神戸新聞社が小説家・村上春樹さんの高校時代の図書貸出記録を紙面に掲載したことについて、図書館利用者のプライバシーに抵触するのではないか疑問が寄せられていた問題。日本図書館協会は11月30日、神戸新聞社と村上さんの母校・兵庫県立神戸高校を調査し、協会側も含めた3者の見解を公開しました。神戸新聞社は村上さんの貸出記録に公益性があるとし、協会はプライバシーの侵害を主張。意見が分かれています。
同社は10月5日夕刊で「村上春樹さん 早熟な読書家 仏作家ケッセルの長編 高1で愛読」という記事を掲載。神戸高校で元教諭が廃棄予定の蔵書を整理していたところ、村上さんが在校中に仏作家ジョゼフ・ケッセルを読んでいたことを示す図書カード3枚が見つかった、と報じる内容です。図書カード1枚と、村上さん本人、カードを見つけた元教諭の写真3点を掲載。さらに電子版「神戸新聞NEXT」では図書カード3枚を収めた写真1点も追加しました。写真の図書カードにはほかの生徒の名前もはっきり見て取れたそうです。
ネットでは図書カードの掲載に疑問の声が相次ぎ、「神戸新聞NEXT」では翌日に図書カード3枚の写真を、さらにその後図書カード1枚の写真も削除しました。記事データベースでも紙面イメージ掲載を止め、テキストしか読めないようになっています。
神戸新聞社は報道について、「村上春樹氏は単なる私人にとどまる存在ではなく、その動静が社会的に注目を集めている上、村上春樹氏が若い時にどういう本を読んでいたかを、ノーベル文学賞発表前に伝えることは公益性が高いと考え報道した」と説明。図書カードの写真は本人直筆であるなど資料価値の高さからありのまま掲載しましたが、ほかの生徒の名前を隠さなかったたことについては「配慮を欠いた」と省みました。
神戸高校は、図書カードを見つけた旧教諭はボランティアで校史編さんをしていたことを説明しつつ、カードの入った旧蔵書を旧教諭といえども外部者に見せてしまったことに反省。個人情報に関しては成績情報の管理などは厳しく言ってきましたが読書履歴について言及してこなかったため、今後情報管理の徹底を図るとしています。
日本図書館協会の「図書館の自由委員会」は、日本国憲法21条の「表現の自由」を引き合いに、図書館利用者が何を読んだかは「内面の自由」として尊重されることが民主主義の基本原則と主張。
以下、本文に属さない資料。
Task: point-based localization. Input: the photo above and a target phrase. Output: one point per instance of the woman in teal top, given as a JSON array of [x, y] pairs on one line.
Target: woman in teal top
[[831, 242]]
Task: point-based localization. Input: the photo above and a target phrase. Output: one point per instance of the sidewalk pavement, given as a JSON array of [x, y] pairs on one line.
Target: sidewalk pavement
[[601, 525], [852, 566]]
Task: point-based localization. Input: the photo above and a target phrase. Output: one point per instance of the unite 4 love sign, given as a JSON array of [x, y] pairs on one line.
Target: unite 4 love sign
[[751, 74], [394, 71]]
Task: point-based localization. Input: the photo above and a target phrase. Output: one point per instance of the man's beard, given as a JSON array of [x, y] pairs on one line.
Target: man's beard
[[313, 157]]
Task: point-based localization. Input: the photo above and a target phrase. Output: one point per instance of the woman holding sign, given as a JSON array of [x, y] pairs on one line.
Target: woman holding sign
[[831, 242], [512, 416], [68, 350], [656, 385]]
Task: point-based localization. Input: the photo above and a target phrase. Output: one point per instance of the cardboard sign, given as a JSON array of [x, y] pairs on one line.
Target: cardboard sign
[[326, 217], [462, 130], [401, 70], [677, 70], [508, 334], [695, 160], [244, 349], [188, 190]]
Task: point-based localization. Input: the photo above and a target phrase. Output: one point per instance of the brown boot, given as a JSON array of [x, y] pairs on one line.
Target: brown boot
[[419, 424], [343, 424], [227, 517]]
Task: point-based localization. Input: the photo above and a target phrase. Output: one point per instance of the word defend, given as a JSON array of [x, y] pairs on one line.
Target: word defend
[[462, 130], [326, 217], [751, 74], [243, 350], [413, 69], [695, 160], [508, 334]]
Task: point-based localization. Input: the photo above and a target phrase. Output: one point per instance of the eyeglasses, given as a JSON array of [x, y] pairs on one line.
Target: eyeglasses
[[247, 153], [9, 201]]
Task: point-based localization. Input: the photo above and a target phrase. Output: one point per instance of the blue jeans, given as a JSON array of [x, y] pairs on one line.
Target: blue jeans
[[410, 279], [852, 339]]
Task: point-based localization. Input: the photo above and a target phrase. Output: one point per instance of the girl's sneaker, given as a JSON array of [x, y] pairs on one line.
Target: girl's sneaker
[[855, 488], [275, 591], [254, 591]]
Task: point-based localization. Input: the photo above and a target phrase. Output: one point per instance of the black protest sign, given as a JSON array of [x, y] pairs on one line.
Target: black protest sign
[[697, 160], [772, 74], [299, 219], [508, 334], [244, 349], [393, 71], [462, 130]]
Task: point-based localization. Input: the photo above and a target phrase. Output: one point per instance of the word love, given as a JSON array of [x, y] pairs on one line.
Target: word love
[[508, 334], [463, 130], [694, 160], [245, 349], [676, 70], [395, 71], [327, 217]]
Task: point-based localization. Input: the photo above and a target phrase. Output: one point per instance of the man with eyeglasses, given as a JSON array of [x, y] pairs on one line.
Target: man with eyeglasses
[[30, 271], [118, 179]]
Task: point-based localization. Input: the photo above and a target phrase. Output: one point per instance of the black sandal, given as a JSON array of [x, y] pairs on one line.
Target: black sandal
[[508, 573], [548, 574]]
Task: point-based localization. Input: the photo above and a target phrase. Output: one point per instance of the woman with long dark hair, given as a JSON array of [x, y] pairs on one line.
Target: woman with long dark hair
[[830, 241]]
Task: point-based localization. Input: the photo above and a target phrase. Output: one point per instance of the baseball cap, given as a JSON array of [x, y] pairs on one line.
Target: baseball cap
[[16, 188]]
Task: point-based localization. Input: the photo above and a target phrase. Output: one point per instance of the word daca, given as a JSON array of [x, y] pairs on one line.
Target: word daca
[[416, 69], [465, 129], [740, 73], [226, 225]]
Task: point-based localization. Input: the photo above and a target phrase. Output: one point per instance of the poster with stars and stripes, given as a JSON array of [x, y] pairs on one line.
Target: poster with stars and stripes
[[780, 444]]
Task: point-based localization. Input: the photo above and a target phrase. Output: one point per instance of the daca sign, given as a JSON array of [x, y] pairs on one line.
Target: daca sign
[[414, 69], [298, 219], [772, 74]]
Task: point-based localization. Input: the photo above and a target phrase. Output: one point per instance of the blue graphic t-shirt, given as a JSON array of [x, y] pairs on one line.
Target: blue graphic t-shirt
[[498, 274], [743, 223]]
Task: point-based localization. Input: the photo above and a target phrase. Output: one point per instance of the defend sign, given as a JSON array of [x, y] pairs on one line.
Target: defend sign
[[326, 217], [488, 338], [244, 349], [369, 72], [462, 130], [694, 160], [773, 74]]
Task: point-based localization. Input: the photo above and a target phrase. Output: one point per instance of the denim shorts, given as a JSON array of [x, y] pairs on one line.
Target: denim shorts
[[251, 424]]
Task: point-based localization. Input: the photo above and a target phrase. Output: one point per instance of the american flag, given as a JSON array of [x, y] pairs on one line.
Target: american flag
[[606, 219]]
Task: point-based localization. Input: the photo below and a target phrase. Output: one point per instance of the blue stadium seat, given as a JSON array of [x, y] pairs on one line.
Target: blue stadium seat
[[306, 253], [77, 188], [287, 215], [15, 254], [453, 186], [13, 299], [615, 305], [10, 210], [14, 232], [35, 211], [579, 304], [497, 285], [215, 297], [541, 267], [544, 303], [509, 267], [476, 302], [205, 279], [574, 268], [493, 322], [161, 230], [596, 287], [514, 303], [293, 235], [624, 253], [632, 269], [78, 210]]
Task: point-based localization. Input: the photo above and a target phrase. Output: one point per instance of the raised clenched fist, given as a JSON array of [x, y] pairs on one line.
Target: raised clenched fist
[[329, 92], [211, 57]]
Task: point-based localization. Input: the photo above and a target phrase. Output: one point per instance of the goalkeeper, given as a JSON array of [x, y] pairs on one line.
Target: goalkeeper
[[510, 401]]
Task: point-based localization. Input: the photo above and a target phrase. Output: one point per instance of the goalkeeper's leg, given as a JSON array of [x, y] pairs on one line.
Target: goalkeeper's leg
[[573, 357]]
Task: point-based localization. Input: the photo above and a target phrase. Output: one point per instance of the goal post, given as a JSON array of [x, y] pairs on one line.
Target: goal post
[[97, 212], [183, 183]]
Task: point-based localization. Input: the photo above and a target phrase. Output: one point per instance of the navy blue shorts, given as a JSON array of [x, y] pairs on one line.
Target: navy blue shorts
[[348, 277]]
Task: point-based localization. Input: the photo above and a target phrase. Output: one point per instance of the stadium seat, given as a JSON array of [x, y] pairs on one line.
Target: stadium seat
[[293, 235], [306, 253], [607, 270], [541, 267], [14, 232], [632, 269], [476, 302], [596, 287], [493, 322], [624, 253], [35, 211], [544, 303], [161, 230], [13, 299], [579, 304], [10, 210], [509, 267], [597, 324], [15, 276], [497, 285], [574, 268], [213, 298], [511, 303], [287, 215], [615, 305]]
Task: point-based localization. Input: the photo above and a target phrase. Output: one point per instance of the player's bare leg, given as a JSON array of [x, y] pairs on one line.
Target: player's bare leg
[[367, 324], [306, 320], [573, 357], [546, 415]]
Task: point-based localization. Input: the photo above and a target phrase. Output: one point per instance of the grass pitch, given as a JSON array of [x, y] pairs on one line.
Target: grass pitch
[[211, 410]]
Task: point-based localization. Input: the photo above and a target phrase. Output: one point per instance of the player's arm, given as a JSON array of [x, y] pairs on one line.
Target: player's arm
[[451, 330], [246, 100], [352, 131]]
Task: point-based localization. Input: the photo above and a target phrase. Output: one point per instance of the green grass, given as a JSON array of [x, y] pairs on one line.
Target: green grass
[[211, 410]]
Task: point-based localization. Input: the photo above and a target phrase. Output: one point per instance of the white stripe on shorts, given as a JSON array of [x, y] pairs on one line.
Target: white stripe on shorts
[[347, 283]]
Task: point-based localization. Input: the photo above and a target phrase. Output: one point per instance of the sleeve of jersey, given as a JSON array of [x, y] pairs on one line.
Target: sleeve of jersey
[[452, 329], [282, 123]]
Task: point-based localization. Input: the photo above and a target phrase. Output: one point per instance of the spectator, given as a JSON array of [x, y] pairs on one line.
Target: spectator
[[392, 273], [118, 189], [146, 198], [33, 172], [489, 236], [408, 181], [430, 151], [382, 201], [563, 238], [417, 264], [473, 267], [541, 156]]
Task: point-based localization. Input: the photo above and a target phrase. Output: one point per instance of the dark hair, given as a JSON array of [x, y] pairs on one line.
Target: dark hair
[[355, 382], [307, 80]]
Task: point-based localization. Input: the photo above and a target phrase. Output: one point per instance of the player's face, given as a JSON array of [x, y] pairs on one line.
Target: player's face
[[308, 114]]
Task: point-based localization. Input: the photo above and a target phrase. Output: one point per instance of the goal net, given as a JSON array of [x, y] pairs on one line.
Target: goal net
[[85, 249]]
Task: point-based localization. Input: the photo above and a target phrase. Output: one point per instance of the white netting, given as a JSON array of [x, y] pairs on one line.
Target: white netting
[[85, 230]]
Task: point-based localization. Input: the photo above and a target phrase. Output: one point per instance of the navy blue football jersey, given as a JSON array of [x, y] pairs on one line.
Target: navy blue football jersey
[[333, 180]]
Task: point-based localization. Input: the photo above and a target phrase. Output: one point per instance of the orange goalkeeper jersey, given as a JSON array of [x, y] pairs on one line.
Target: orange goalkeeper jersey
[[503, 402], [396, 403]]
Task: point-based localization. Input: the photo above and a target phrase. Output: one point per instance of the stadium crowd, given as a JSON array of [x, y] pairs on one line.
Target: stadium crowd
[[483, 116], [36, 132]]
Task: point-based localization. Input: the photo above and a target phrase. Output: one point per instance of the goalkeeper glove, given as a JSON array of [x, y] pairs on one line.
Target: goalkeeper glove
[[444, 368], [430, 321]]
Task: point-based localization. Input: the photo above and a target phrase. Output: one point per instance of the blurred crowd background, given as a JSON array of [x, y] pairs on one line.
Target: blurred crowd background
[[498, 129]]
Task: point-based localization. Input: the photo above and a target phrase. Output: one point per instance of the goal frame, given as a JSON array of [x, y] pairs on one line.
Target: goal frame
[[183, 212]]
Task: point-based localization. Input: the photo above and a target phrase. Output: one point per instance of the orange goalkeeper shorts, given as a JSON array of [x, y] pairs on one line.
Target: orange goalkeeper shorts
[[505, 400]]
図書カードを村上さん本人の同意なしに報道することは利用者のプライバシーの侵害であり是認できず、「新聞社にあっても、図書館と同じく文化の発展に寄与することをめざし、基本的人権をまもり育てるものとして、ともに図書館の自由の理念への理解を深め広げていただきたい」と訴えています。
また神戸高校についても、旧蔵書を廃棄する際に図書カードを適切に処分すべきだったと説明。「今回の事案を契機に、生徒と教職員など関係者に図書館の自由の理念への理解を深めていただきたい」と見解を示しました。